2.8. Other Disorders of Lipid Metabolism Involved in the Pathogenesis of Coronary Artery Disease

A high level of high prebeta-1 HDL is associated with ischemic heart disease, which can indicate functional impairment of cholesterol efflux from the artery wall. Statins are able to reduce the levels of prebeta-1 HDL, a process associated with the decrease of triglycerides levels [61].
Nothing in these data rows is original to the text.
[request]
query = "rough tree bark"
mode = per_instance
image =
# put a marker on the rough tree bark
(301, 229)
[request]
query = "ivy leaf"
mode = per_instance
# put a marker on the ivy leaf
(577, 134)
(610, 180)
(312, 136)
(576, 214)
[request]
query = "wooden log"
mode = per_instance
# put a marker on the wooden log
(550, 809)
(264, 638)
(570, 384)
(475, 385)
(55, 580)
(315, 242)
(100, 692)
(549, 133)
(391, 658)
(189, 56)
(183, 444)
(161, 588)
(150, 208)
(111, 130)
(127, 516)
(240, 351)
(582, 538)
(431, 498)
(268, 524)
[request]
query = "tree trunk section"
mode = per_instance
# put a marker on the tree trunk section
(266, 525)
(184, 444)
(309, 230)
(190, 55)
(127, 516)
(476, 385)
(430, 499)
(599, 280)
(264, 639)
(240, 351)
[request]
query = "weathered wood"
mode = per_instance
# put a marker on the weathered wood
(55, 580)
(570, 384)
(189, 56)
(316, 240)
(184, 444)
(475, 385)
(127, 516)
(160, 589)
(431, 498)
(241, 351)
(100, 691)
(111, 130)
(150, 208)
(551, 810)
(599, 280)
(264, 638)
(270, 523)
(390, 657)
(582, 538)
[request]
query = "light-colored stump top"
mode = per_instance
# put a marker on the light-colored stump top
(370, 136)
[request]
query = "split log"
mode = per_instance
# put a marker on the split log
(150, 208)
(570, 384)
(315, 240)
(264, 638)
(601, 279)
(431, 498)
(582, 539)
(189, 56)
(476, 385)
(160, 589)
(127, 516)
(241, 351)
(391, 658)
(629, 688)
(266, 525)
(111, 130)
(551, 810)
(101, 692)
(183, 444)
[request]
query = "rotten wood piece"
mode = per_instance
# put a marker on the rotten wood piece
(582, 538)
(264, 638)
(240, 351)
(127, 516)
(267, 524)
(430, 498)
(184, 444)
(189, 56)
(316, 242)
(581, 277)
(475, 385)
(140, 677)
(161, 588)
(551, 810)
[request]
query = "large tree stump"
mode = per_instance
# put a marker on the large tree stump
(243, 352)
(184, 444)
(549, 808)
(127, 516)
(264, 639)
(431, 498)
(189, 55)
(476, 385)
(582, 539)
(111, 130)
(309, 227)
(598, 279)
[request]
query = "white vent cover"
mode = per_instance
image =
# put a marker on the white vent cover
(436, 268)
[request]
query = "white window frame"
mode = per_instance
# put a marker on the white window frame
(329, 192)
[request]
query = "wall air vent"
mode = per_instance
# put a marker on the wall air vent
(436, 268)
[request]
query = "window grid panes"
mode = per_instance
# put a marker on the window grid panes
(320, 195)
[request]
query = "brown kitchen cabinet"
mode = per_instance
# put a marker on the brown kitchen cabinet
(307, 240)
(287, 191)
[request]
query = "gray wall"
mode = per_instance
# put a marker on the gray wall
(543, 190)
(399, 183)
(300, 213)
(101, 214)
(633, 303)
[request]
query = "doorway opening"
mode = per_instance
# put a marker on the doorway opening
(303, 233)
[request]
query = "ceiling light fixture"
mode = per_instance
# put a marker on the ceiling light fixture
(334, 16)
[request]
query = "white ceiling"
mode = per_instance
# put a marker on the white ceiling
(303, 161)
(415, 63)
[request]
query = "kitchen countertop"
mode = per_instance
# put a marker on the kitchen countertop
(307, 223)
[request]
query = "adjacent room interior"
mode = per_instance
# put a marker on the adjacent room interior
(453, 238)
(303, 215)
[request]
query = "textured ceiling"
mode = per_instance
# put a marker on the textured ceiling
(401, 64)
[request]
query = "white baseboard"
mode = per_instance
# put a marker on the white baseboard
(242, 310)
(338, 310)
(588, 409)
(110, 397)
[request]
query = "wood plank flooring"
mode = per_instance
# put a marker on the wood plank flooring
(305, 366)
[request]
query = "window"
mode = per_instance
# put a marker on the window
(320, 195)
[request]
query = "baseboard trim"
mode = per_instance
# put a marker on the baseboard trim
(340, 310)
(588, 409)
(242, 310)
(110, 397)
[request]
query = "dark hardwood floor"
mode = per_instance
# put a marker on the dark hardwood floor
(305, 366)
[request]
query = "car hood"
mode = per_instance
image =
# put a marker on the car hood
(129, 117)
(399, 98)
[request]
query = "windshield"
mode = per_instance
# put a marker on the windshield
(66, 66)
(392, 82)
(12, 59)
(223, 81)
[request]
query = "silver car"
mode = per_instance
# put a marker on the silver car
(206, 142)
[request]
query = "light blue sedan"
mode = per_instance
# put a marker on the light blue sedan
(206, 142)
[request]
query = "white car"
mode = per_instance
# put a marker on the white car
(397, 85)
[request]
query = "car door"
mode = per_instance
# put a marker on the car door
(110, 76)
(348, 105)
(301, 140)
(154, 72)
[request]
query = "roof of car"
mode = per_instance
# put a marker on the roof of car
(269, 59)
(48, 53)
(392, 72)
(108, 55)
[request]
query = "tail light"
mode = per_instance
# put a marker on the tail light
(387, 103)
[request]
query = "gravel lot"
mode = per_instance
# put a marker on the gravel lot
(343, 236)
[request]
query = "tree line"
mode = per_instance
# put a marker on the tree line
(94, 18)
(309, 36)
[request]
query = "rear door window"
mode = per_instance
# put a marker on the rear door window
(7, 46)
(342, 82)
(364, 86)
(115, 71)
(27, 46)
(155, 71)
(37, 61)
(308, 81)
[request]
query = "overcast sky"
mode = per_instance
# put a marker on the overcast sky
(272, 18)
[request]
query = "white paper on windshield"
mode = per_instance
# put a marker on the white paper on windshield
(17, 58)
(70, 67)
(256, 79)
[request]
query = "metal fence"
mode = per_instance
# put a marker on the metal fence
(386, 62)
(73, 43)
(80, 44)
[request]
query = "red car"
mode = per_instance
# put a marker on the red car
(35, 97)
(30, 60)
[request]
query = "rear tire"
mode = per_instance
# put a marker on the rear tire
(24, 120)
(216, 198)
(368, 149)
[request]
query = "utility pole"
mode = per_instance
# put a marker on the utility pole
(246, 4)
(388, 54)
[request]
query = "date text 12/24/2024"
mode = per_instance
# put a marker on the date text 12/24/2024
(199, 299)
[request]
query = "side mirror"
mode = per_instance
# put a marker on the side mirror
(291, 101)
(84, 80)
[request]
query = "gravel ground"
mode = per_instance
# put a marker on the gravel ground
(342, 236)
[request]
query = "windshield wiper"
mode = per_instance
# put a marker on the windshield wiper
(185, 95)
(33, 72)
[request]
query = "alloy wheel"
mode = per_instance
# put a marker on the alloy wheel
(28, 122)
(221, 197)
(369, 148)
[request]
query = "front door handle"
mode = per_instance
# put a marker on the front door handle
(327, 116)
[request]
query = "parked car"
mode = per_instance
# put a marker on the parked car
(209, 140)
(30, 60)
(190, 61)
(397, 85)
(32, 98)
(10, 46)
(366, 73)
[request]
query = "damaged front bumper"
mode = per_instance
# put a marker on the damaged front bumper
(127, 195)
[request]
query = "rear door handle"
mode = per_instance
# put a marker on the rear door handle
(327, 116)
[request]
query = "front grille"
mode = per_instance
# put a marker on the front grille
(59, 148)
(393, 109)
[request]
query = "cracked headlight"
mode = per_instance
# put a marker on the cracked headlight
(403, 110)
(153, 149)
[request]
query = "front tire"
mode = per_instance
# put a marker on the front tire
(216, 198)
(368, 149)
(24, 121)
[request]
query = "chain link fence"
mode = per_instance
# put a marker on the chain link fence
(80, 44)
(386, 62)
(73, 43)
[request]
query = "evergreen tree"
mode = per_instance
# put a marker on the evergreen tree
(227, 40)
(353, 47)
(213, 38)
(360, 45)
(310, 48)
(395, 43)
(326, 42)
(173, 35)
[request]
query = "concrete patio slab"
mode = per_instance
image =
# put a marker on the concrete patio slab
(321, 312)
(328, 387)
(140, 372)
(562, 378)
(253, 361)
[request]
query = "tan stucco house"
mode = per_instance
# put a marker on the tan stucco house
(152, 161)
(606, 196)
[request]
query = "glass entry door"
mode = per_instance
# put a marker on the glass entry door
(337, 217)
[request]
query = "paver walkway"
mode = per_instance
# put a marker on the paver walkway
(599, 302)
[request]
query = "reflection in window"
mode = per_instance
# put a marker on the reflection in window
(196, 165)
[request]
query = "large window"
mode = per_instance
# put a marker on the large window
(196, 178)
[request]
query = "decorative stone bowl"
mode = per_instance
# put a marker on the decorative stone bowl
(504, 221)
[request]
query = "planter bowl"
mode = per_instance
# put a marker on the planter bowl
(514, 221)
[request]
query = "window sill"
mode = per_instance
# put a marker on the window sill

The study of dyslipidemia can not make abstraction of non-cholesterol sterols or lipoprotein subclasses. Studies have shown that the size of low-density lipoproteins is inversely associated with the markers of cholesterol-synthesis. LDL I fraction is higher in poor synthetizer/poor absorber patients. A high level of LDL IVB can be found in statin-treated patients with high cholesterol absorption [62]. Paraoxonase 1 (PON1) is involved in the oxidation of low density lipoprotein (LDL) and in the prevention of coronary atherogenesis development, but PON1 Q192R genotypes can not modify the risk of the occurrence of a new acute coronary event during a medium-term follow-up [63].

Epigenetic changes can influence blood lipid concentrations. So, plasma lipid levels (total cholesterol, HDL-cholesterol and triglycerides) and coronary heart disease are associated with an important cis-methylation in loci at 64% of the 193 cytosine-guanine dinucleotides in whole blood [64].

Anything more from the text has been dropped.